Sunday, August 31, 2014

Summer Translations

Madame,

Quite the set of homeless experiences—and reactions—you have chronicled!  I am intrigued by each of them!

That video making the rounds could be the updated and abbreviated equivalent of Steinbeck’s Great Depression tale.

School in August is indeed a travesty, for many reasons.  Ever notice how many decisions we as a society make that are worse than decisions of previous years?  It’s not all rose-colored glasses and the selective memories of the experienced!

My favorite summer memory?  Oh my [why do I hear George Takei every time I see those two words? :)], there are so many, including some of those you had!  If I had to focus on just one favorite, I would say it was riding my bike FAR out on the country road that was close to our city housing edition, enjoying the sun and warmth, and then sitting with my pepsi bottle and comic book under a tree and leisurely reading.  Afterwards, I would sometimes even walk the bike back, because I enjoyed the time to think.

My reading of War and Peace goes at a leisurely pace, and an enjoyable one.  I am not immune to endless distractions and obligations!
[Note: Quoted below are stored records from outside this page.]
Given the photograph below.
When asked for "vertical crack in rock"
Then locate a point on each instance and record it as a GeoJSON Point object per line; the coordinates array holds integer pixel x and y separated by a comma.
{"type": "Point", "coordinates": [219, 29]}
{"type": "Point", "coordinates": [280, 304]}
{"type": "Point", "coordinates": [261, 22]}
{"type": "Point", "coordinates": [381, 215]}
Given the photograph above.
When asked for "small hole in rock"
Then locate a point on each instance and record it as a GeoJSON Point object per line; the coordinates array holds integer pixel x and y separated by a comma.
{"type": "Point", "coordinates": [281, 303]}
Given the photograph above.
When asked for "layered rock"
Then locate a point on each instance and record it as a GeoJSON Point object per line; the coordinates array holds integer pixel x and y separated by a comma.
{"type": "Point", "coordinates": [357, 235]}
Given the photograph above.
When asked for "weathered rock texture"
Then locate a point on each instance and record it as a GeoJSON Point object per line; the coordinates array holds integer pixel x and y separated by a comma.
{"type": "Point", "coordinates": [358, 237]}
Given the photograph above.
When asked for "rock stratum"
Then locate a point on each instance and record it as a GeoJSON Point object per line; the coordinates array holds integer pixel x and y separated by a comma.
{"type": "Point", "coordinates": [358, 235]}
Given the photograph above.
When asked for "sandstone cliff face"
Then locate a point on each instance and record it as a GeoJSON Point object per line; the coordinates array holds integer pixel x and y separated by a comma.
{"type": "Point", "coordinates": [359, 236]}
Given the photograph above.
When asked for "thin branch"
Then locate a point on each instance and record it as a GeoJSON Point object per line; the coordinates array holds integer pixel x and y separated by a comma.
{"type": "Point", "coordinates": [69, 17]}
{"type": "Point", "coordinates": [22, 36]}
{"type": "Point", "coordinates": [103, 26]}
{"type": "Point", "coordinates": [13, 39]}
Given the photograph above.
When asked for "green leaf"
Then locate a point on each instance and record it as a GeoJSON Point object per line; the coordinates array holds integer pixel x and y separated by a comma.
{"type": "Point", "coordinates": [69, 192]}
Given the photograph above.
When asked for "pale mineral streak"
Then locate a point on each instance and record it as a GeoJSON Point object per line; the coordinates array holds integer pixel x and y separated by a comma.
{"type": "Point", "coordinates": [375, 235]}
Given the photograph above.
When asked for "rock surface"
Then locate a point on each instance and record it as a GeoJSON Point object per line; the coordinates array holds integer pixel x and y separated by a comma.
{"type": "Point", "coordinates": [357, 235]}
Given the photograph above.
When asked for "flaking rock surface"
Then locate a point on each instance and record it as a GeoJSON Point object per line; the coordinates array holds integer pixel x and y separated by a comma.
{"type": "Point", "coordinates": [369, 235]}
The translation I started to read was from 2008 or so, from a husband and wife team—he a American specialist in Russian literature, she a Russian.  They included a great notes section and left a lot of the original French in (with notes at the bottom to translate that).  But it was a borrowed copy from the library, and its edges of the cover started to get very worn, so I knew it wasn’t going to make it.  I therefore bought the latest translation e-version, also by the same couple.  They have removed (well, translated and incorporated) most of the French in this 2014 version.  I do enjoy this translation of the book, as it is much better than the torturous one I read previously many years ago.  To read W&P too early in life, and especially an unrobust translation—folly.

Of course, a Russian friend of mine, with pity, said I would never fully understand Tolstoy or Tolstoy’s works, especially War and Peace, unless I read them in Russian, as some feeling especially is not translatable to English.  Wonder if that is what Isaac Rabel meant when he said “if the world could write by itself, it would write like Tolstoy.”

I admire Tolstoy’s independent observance of the world and his saying that “My hero is truth.”

I’m thinking that were he an American today, he would comment on the bitter ironies of Labor Day: 1) That it is a merely a day off for most and they make no connection to its meaning, and 2) that we have a holiday ostensibly to celebrate Labor/The Worker, yet in all the times since Labor Day became a federal holiday, Labor/The Worker have rarely been so little valued.